The words in Latin are from Roman law (which Marx started to study in university) meaning literally ‘good heads of family’. Today, we would use a more familiar form of words such as ‘good stewards’.

This introduces what would now be called an ecological dimension to socialist society as envisaged by Marx. Bordiga, writing in the 1950s as a Marxist, took up this point and developed it in other writings, long before ecological movements got off the ground.

Bordiga goes on to apply this not just to natural resources but also to the instruments of labour made by humans and to the products of their work (hence the article’s title). None of these will be ‘owned’ but will simply be there to be used by good stewards. The concept of ‘property’ and ‘ownership’ is replaced by that of ‘stewardship’ though the word Bordiga uses is ‘usufruct’ (use without ownership).

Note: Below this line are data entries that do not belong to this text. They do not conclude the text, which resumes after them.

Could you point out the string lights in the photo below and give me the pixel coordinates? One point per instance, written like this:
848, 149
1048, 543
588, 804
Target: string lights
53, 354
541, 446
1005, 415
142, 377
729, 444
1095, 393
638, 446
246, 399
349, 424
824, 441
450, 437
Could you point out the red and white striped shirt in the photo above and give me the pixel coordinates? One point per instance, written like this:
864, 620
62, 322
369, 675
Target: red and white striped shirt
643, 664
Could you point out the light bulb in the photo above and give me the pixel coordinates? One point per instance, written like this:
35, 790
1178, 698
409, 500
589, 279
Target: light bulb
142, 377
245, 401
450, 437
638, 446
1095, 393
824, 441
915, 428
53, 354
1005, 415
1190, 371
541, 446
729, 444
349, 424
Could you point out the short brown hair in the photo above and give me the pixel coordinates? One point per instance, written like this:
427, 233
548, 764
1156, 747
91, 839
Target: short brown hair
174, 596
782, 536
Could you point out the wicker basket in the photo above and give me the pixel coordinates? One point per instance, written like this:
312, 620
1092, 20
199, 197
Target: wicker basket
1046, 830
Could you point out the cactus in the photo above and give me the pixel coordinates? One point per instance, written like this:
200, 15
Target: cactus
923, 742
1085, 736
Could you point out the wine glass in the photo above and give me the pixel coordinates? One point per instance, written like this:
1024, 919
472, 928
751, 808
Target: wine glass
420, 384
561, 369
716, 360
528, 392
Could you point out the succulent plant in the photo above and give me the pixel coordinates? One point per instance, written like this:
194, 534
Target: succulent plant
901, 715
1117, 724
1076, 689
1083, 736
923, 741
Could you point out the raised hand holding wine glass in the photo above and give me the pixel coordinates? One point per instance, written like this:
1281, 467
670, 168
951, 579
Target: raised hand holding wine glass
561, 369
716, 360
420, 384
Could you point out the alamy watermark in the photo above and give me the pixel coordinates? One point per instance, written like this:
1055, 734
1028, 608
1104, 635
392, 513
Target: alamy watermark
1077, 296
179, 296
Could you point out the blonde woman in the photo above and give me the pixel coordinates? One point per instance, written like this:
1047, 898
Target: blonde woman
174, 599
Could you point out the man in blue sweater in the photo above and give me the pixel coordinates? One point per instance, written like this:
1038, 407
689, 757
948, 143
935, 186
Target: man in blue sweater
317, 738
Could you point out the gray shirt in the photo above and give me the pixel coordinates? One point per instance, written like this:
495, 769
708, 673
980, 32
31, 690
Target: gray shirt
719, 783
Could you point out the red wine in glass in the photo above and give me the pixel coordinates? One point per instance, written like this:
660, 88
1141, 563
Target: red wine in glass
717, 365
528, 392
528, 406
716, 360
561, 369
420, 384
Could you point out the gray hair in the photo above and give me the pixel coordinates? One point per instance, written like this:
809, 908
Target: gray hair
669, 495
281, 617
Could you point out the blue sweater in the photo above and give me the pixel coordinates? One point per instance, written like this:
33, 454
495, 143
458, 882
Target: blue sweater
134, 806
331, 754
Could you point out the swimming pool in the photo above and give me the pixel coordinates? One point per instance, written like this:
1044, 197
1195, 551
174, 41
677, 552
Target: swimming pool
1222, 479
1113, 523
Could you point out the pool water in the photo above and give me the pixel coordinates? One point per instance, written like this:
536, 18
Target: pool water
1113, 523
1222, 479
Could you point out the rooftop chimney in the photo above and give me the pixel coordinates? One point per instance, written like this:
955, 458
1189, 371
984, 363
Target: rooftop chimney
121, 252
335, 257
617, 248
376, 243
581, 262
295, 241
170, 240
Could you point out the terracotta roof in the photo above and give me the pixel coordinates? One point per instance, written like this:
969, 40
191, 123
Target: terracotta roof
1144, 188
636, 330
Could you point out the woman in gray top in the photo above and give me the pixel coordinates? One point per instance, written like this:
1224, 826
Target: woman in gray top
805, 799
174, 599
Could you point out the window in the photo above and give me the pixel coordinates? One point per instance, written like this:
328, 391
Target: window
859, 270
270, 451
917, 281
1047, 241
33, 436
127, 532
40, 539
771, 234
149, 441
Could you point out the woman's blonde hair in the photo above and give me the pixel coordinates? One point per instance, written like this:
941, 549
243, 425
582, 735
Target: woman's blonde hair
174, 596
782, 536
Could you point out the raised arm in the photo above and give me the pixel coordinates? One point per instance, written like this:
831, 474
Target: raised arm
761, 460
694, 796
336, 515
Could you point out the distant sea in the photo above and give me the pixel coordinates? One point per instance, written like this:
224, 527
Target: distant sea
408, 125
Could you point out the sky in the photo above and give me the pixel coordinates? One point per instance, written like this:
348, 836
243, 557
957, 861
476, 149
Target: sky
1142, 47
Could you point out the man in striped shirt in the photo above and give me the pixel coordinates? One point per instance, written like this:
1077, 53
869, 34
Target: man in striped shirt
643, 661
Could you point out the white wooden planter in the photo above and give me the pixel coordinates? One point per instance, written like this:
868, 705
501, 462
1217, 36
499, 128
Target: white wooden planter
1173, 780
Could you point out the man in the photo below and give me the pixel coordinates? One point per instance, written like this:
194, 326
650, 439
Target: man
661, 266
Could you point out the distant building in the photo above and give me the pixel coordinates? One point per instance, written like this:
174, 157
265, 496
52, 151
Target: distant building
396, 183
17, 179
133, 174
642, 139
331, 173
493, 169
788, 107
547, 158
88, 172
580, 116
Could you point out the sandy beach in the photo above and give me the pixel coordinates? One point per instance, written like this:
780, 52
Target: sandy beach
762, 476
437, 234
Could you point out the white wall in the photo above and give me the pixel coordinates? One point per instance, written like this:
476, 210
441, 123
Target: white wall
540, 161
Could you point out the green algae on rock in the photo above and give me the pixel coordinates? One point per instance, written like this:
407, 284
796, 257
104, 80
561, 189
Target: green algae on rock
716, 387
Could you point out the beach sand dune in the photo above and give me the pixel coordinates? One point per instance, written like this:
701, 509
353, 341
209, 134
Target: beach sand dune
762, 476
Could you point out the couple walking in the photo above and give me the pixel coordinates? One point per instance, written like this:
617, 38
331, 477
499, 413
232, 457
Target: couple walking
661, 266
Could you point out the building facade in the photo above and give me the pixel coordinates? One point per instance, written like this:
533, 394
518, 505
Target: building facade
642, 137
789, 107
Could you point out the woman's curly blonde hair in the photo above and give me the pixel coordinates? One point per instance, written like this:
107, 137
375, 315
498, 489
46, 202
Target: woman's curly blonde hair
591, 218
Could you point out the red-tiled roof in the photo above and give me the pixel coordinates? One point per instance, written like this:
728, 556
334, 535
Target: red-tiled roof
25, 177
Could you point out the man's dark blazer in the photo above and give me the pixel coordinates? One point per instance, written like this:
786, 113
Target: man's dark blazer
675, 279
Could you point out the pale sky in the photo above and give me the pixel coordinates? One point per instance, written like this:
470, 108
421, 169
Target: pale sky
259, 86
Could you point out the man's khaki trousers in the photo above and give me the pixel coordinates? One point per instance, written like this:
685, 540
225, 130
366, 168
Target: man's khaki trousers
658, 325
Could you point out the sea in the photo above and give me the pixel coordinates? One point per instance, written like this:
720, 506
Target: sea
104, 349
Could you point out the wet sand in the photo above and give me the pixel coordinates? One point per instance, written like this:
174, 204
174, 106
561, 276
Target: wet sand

Bordiga’s brand of Left Communism gave rise to various groups in the 1970s which inherited his (and Marx’s) view of communism as a worldwide society from which classes, private property, the coercive state, markets, money, wages and profits had disappeared. So he deserves some credit for keeping alive, as we have done, the original idea of socialism/communism.

Priced at over £50 this book is mainly for university libraries not the general public. Bordiga’s article is available, though in a different translation, in the Libcom online library.